From the early 1950s into the ’60s, ranch houses—especially in California—often included ornamental dovecotes. They were a common feature on so-called Rustic- and Storybook-style homes, which were also characterized by windows with diagonal muntins, scalloped bargeboards, and other Disneyesque details.

But the roots of the ranch-house dovecote seem to lie in medieval Europe, where freestanding masonry dovecotes, often in the form of cylindrical towers, were used to attract wild pigeons (which were identical to the feral pigeons that now infest cities worldwide).
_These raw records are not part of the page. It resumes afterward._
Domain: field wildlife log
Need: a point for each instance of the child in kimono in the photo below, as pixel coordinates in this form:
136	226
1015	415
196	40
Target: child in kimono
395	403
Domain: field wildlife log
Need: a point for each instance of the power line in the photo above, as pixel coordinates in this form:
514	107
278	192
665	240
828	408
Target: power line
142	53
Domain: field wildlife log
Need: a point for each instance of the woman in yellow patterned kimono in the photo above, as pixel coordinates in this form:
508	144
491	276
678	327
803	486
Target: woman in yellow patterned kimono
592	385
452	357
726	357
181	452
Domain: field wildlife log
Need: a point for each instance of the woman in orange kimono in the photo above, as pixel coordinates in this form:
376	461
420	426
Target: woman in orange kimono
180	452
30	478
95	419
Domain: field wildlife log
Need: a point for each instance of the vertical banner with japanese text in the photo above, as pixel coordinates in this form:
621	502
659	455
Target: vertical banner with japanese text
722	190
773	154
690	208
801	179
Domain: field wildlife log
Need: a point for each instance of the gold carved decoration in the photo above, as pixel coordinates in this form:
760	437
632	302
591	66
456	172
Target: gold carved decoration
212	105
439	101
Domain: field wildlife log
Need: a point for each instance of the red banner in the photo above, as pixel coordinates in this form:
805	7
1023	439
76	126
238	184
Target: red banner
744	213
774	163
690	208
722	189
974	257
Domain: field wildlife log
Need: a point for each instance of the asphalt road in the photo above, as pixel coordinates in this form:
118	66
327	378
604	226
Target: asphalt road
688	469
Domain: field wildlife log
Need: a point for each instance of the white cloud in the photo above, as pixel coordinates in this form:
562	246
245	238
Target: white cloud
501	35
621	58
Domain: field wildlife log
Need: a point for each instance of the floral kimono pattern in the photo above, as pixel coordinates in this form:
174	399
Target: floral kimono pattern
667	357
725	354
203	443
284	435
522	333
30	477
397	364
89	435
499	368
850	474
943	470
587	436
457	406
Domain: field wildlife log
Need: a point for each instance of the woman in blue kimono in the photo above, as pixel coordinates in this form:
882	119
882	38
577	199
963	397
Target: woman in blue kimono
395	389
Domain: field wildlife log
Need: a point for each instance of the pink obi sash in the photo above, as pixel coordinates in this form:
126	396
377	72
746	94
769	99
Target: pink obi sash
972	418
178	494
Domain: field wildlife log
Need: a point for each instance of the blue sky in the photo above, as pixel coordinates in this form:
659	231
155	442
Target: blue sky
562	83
Once they’d taken up residence in the cote, the birds could be harvested for meat as needed, and their manure spread on fields to improve crop yields.

The right to a dovecote, however, was limited to the nobility. Commoners were barred from raising pigeons of their own, even though their grain crops provided much of the food that fattened the free-ranging birds for the local nobleman’s table.

In 1950s America, of course, those old rules no longer applied. The owner of even the humblest ranch house was now free to assume the trappings of nobility by keeping pigeons himself or herself—or at least to seem to keep them.

In reality, few suburban home buyers had a taste for roast pigeon, and fewer still wanted to share their homes with live pigeons. To deny the birds themselves any sort of a foothold, the seemingly inviting openings in housing-development dovecotes either were closed off with screening, led to impossibly small cavities, or were simply painted-on imitations of actual holes.

But they weren’t always completely nonfunctional: Some resourceful builders found that screened pigeonholes were a fine way to provide code-required attic ventilation.